Processing the available information and using the gained knowledge have become increasingly important for the companies. Due to the fact that technical development allows for cheap storage of data, even those are stored and used, which had previously been regarded irrelevant. In addition, data could be stored for several years, instead of the few months from before. However, such a vast amount of data cannot be analyzed effectively by using traditional queries on relational databases. Therefore, these have been succeeded by applications written on data transformation frameworks for distributed systems and distributed databases.
It is important to run these applications automatically, consequently subsystems that are responsible for starting them are needed. Owing to the fact that they draw from the same resource pool, it should be examined how many of them can run simultaneously and how can the resources be used in the most effective way.
Over the course of my work, I have implemented a scheduler’s logic for distributed systems built on a Big Data technology stack, which is responsible for optimal resource usage based on the available information during the scheduling process.

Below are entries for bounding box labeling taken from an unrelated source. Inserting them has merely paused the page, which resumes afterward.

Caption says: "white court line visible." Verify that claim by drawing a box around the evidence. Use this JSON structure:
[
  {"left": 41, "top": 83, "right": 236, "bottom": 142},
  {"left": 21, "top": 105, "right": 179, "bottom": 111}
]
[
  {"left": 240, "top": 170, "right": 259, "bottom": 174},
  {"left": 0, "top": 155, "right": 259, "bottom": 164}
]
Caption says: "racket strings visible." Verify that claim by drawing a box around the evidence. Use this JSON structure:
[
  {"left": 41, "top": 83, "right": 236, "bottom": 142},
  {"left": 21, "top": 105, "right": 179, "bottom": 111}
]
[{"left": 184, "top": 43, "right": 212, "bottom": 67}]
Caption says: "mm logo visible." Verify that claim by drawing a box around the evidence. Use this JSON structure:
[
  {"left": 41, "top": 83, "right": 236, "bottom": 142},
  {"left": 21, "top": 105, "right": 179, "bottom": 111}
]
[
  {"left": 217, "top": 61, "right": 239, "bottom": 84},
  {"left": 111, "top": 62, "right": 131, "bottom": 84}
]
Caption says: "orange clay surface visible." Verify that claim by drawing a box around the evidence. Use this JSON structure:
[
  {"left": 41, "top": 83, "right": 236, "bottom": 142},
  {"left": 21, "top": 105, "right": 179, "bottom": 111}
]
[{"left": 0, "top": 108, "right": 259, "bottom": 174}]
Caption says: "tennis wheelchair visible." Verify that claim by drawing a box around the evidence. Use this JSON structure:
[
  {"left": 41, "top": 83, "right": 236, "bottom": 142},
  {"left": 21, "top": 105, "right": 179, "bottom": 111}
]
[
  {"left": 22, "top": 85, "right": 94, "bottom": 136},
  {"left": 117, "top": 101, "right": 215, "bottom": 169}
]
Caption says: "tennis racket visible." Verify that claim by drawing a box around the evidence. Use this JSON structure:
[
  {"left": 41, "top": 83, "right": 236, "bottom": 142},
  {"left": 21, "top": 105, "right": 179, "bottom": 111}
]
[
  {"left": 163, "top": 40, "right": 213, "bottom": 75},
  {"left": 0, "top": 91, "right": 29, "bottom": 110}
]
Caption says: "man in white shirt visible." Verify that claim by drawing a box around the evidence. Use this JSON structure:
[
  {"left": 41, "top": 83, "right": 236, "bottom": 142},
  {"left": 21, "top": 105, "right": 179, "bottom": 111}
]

In order to test this, I have created a simulation process that produces statistical data that would have been collected during the previous runs of the applications. I have tested the scheduling logic with this data and used it to set the parameters for the machine learning algorithms. Finally, using the tuned machine learning algorithms, I have examined the effectiveness of the system and compared it to primitive scheduling logic and perfect predictions. Based on the tests, it could be stated that my proposed solution uses on average 51% fewer resources than the primitive method.